What is your relationship with the director, actors, playwright and other designers?
My relationship with the other artists is very dependent on the show, type of production and the artists themselves. I often have quite close relationships with the artists I work with. But you must allow for everyone to exercise their own process. My job requires communication with everyone involved in a production, so there must be a level of trust and respect that is developed. I am most often closest to the director and technical director. The designer is the link between the technical side and artist side of a production. Strong relationships take many years and experience to foster, but always result in great partnerships and artistic merit.
Describe a memorable, funny, or cringe-worthy experience as a set and/or lighting designer.
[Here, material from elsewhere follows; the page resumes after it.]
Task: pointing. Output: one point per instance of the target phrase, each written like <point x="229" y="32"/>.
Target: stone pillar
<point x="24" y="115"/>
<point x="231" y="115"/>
I was working on a large scale musical that was using many painted drops in the set design. The crew had just spent 3 months painting these drops, but upon hanging them in the theatre they soon realized we had a problem. The drops that we had ordered had not been fireproofed. It was an error on the company by we ordered them from. So we had to fireproof in the theatre. The fire-retardant was sprayed all over the drops. Not only did the paint begin to run, but large sections of the painting began to fall off. The painters then had to spend a few overnight shifts touching up and repairing the damage, but they managed to fix it all.  I will never forget the sound of dry paint falling 40 feet and shattering on the floor.
 What is something people would be surprised to learn about you?
I almost became a veterinarian. I even worked at a clinic in preparation for my career. However at the last minute I was accepted in Architecture and chose that path.
Is there a style that defines your work or a signature – something that invariably shows up?
I don’t know if my work has a distinct style yet. For me, my design aesthetic is definitely informed by bold color and shapes. I like to play with the emotional powers that color can have on an audience. I am also quite drawn to clean lines, which you could say is a modern aesthetic. As well, I’m interested in creating more than just a set design on the stage. I like to create an environment or world in which everyone can experience the story. I like to take the audience into the story as soon as they enter the theatre. It’s what makes live theatre special.
Who or what are your biggest creative influences?
I am most influenced by the fine arts and contemporary art. I love going to galleries and museums to see what other artists are creating. I am also inspired by the careers of many other theatre designers such as: Dany Lyne, Micheal Levine, Klaus Gruenberg and the whole German theatre scene.
What, in your opinion, is the greatest attribute a designer can have?
Strong listening skills.
Finish these sentences:
Set design is…the architecture of moving images.
Lighting Design is…focus and shadow.